Bu tablo, bana bunun genel halimizin bir projeksiyonu olduğunu düşündürdü. Ülkemizde çocukların baba ile iletişimi genelde berbattır, çocuk kendini yalnız hissederek en küçük sıkıntıları bile travmatik bir durum haline getirir. Ailesiyle iletişim kuramayan çocuk kendini sanal ortamda var etmeye çalışmaya başlar. Her şeyi doğru-yanlış ailesinden değil internetten öğrenir. Popüler oyunlarda elde ettiği başarılarla kendini tatmin eder, başarısızlığı ölüm kalım meselesi olarak görür ve intihar teşebbüsünde bulunacak kadar bile ileri gidebilir. Aldığı besinlerde ağır metaller de dahil birçok kanserojen madde vardır, kanser olur. Bu olmazsa ya da bunun üstüne belayı kendine çeken duygudurum problemi yüzünden başına sosyal, ailevi veya ekonomik bir felaket gelir. Bu kez gerçekten travmatik bir durumun içine düşmüş olur. Böylece hafif sıkıntıda bile sarsılmasına sebep olan kültür problemi, sonradan ortaya çıkan travmatik şey yüzünden, aslında dolaylı olarak küçük büyük tüm problemlerin asıl sebebi olmasına rağmen yok sayılır ve bir sonraki çocukta yine aynı hatalar dizisi tekrarlanır.

Babadan ayrı kalmak zaten başlı başına büyük bir problem. Fakat babadan ayrı kalmamış olanlar da kendi hayatlarına baktıklarında, büyük oranda babalarıyla ciddi iletişim problemlerinin yaşandığını ve bunun da ciddi problemler doğurduğunu göreceklerdir. Babanızla yaptığınız sohbet en çok kaç dakika sürdü? Babanızın sizi yüzde kaç anlayabildiğini düşünüyorsunuz? Bir yanlışını düzeltmeye çalıştığınızda sizi gerçekten dinliyor mu yoksa bildiğini mi okuyor? Baba başka dilde konuşuyor, evlat başka dilde konuşuyor.

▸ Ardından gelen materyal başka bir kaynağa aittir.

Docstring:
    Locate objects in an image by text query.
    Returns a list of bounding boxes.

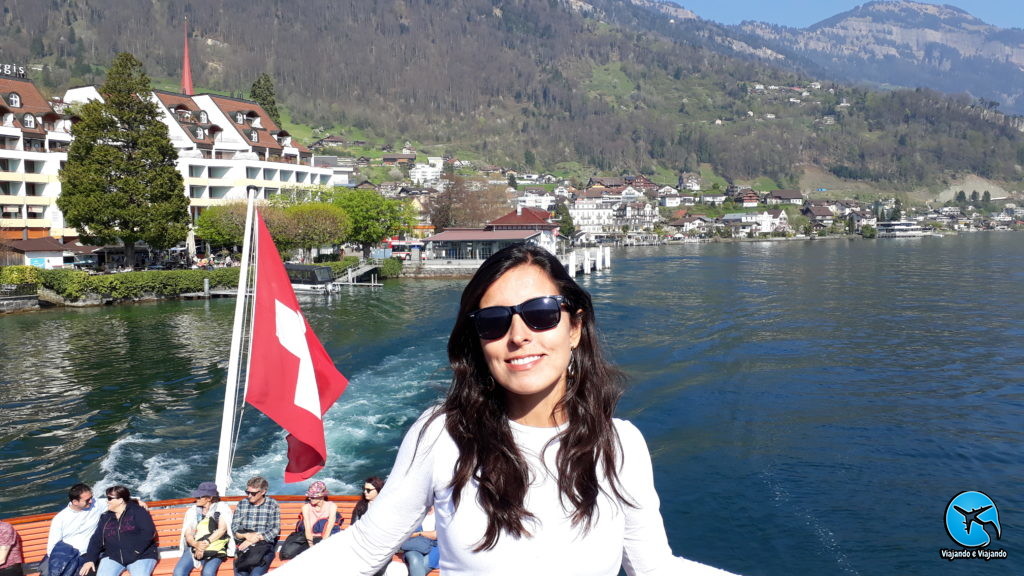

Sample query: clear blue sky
[672,0,1024,28]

Özellikle çocukluk döneminde baba-oğul, baba-kız ilişkisi çok önem arz ediyor. Baba sevgisi, ilgisi ve takdirini göremeyen erkek çocuklar kendilerini zayıf hissederek annelerine sığınıyorlar. Bu da anneye aşırı bağımlı, herhangi yeni bir şeye adım atmaktan korkan, silik bir karakter meydana getiriyor. Baba ilgisinden yoksun kalan kız çocuğunda ise otorite boşluğunda sağa sola savrulup annesini zor duruma düşürecek dengesiz bir ruh hali ve karakter yapısı gelişiyor. Annesinin söyledikleri ve öğretmeye çalıştıklarına muhalefet hali, isyancı bir kişilik gelişiyor. Hemcinsleriyle arkadaşlık kurmak yerine işe yaramaz erkekleri başına sarıyor ve/veya erkekleşiyor.

Aile içi iletişimsizliğin, sevgisizliğin sonucunda hem psikolojik olarak dengesizleşen hem de -çoğu zaman- zeka bakımından da geri kalan çocukta sorumluluk bilinci de gelişmez ve kendini var etmek için en kolayına gelen, hayatın soğuk yüzünden uzaklaşabileceği bir yerde başarı elde etmeye çalışır: Sanal alem. Oyun bağımlılığı gelişir, youtuberları sorgulamadan rol model alır. Kendine bir fantezi dünyası kurar ve hep orada kalmak ister. Gerçeklerle yüzleşmekten sürekli kaçar.

Anlattığım küçük anıda bir sürü gösterge vardı ve bu göstergeleri bildiklerimizle birleştirerek bir sonuca ulaştık ya da bir tezimizi kuvvetlendirdik. Çevremizde buna benzer bir sürü biyopsilik olgular kaynıyor. Arızalarımıza dair örüntüler sürekli kendini tekrarlıyor ve biz bunların doğal şeyler olduklarını düşünüp hiçbir ibret almadan hayatımıza devam ediyor veya sadece o anda direkt bizi rahatsız eden tali probleme tepki göstermekle yetiniyoruz. Belki de bunlar bize problemin nerede olduğunu gösteren uyarı mesajlarıdır. Şahit olduğumuz şeylere göstergeleri görme kastıyla baktığımızda hayat bize bilgi paketlerini sunmaya başlıyor. Buranın bir eğitim yeri olduğunu o zaman daha iyi anlıyorsunuz.